Photo by Bob Segal from the 2015 GSCA National Specialty

Sally Gift, Mesa AZ

8 thoughts on “The Power of the Breeding is in the Dam”

  1. I’m thinking the reference to” X” factor would apply to any trait that is sex-linked and Lynn is correct, offspring get one chromosome of each pair (strands) from each parent. If a trait is X-linked the FEMALE offspring get a double dose and may, for example, be heterozygous for a recessive trait that will therefore not be expressed. Male offspring will get one “X” and if the trait is recessive, they may then express it.


  2. “If I were here to simply offer advice it would be that, to be successful breeding dogs you must always maintain focus on the quality of the bitch you put in your whelping box.”

    The issues I think its that too many people breed on less than high quality females. Too often bitches are billed as “she has ____ and ____ behind her and ____ is her father” or “a daughter of ____”. Its whats on paper that people look at, and not what she looks like and can do. Yes you want quality blood behind her, but quality blood should also make her a quality example of the breed standing before you too.

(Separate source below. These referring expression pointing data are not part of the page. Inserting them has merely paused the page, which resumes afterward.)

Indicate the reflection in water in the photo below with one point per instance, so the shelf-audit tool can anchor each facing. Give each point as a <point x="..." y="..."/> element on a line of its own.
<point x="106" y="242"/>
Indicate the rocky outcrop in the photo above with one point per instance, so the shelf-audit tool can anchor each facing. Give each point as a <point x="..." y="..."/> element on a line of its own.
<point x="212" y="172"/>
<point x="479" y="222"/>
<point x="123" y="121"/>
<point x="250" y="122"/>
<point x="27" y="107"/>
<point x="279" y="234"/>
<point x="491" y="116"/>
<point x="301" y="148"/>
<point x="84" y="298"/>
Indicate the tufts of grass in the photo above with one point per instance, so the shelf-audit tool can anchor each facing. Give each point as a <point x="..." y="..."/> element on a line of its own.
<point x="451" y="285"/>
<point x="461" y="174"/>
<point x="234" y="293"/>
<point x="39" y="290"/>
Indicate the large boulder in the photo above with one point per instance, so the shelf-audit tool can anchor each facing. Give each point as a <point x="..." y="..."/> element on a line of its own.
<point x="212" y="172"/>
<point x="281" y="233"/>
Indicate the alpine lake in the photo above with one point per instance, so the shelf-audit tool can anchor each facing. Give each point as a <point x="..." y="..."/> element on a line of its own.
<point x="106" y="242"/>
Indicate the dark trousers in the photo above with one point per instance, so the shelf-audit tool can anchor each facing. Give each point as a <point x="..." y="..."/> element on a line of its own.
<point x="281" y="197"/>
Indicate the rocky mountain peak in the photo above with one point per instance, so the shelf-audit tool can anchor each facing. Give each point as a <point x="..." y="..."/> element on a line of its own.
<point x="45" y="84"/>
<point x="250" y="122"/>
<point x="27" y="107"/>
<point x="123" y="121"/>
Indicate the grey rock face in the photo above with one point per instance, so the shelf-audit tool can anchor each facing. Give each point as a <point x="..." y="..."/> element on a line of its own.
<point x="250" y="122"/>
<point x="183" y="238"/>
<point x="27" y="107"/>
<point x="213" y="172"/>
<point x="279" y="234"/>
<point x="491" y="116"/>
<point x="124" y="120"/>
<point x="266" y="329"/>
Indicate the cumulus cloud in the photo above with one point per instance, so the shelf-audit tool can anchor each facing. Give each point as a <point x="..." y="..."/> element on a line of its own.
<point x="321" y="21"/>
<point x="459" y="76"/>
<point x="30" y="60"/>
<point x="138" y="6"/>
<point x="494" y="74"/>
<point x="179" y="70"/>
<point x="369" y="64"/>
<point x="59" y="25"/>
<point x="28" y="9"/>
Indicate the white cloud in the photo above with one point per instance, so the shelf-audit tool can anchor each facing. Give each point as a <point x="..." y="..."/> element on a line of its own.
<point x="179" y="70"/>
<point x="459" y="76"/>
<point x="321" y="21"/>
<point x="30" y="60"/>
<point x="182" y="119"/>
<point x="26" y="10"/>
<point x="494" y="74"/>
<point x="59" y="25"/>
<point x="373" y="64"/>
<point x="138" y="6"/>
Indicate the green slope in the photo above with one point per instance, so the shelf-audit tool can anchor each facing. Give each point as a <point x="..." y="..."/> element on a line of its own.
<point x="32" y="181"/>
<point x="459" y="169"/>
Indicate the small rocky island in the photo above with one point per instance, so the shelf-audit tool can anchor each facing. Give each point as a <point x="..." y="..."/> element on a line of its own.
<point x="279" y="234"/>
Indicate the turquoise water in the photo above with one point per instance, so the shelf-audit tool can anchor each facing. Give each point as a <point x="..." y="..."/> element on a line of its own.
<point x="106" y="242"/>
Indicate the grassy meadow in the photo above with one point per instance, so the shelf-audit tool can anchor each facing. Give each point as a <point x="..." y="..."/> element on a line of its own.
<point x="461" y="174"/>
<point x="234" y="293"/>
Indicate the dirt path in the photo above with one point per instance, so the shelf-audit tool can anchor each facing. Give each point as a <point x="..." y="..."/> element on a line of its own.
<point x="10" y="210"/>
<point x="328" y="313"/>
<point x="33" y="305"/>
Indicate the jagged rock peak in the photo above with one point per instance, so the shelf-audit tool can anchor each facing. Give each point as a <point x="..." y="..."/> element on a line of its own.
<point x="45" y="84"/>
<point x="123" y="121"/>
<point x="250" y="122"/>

    They assume a good male will make up for her shortcomings or unknowns about her. Too many people use her uterus as a vessel to get puppies than as 1/2 of the equation to making the next generation.

    The thing that stuck with me the most was from one of the best breeders I’ve ever known when asked about breeding was “If she was a he….would you still use them for breeding?” To me that sums it up right there. If you wouldn’t use that animal if it was a stud, why would you use it as a dam? That’s quality control.

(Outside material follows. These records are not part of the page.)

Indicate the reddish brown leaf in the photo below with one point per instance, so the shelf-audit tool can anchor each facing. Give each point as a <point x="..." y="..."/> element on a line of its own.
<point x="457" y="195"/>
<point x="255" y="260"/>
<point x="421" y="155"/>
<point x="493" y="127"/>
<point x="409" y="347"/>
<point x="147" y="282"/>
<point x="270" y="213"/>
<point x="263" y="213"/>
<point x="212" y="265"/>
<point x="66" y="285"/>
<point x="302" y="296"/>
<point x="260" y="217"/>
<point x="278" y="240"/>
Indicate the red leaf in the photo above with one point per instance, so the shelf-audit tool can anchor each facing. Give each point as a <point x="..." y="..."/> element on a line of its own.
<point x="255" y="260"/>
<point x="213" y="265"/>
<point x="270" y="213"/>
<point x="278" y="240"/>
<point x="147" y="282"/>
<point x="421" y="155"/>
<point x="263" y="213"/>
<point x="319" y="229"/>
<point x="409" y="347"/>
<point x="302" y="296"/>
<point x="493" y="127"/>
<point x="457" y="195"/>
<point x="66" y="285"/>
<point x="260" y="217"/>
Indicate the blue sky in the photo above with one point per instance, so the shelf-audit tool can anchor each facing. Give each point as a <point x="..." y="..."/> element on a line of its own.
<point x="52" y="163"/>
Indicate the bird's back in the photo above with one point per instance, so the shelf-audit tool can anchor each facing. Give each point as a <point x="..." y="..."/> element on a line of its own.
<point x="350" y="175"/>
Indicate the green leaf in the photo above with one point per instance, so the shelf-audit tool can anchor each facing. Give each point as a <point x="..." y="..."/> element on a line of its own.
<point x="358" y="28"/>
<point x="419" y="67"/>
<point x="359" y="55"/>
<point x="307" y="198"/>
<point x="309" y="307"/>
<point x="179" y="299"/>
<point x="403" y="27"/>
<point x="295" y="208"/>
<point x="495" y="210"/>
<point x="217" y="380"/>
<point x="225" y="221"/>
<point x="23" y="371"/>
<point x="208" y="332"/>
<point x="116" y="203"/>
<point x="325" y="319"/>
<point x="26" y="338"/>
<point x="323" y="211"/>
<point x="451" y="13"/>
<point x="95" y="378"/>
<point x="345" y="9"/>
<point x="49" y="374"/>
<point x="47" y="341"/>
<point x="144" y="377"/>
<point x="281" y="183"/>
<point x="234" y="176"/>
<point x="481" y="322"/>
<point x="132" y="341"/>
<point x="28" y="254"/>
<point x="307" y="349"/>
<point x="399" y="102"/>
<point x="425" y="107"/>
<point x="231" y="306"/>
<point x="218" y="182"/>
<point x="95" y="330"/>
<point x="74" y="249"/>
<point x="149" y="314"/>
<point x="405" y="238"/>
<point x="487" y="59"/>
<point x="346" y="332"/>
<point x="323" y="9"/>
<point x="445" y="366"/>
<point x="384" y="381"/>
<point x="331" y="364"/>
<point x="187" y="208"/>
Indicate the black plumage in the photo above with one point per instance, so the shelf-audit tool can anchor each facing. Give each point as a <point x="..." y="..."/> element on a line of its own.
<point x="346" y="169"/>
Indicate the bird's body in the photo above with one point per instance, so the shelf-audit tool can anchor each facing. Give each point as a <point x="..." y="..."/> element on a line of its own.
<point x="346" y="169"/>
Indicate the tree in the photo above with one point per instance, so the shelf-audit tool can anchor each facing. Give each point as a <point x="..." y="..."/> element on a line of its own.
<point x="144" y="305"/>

    They don’t need to be proven in the field, or the ring, or wherever measuring sticks you use. Most folks know quality when they see it even if they lack the alphabet soup after their name or a big win. High standards for both parents means better offspring.

    Liked by 1 person

  3. I have been breeding setters since 1988, and this is true,whenever i do an outcross breeding i always make sure the outcross dog is a female,i have been working with another breeder for a few years who is also a professor of genetics, he says a puppy gets 2 strands of D N A from the mother and 1 from the father, so that would lend some validation to this story, i do know other breeders who do an outcross to a male without getting the results i get,

    Liked by 1 person

    1. I’m sorry, but each pup gets one strand of DNA from each parent. It is 50/50. Whoever said otherwise, professor or not, is wrong or you misunderstood. Each dog contributes equally to the offspring. However, some dogs may carry a dominant gene where the other carries a recessive, so the dominant will prevail. It doesn’t matter if the dog or the bitch carries the dominant gene…the dominant will be expressed.

      Liked by 1 person

      1. Thank you for sharing your thoughts with us here Lynn. I don’t believe we implied here that the dam contributes more than one strand of DNA to the breeding. What was presented in the research article (we provided a link to that article) by the thoroughbred fancy is that in a study they conducted the mares seemed to have more influence on the racing ability of the offspring than the stud. There was no theory postulated as to why, the results were shared. There are other theories out there relating to the X factor as put forth in the other article by Barbara Andrews that was linked. The links to the resource articles are the key to what this article is saying. I do wish it were all as simple as dominant and recessive gene expression, that would make breeding oh so much easier!


        1. I believe she was replying to the other commenter that was incorrectly told “a puppy gets 2 strands of D N A from the mother and 1 from the father”.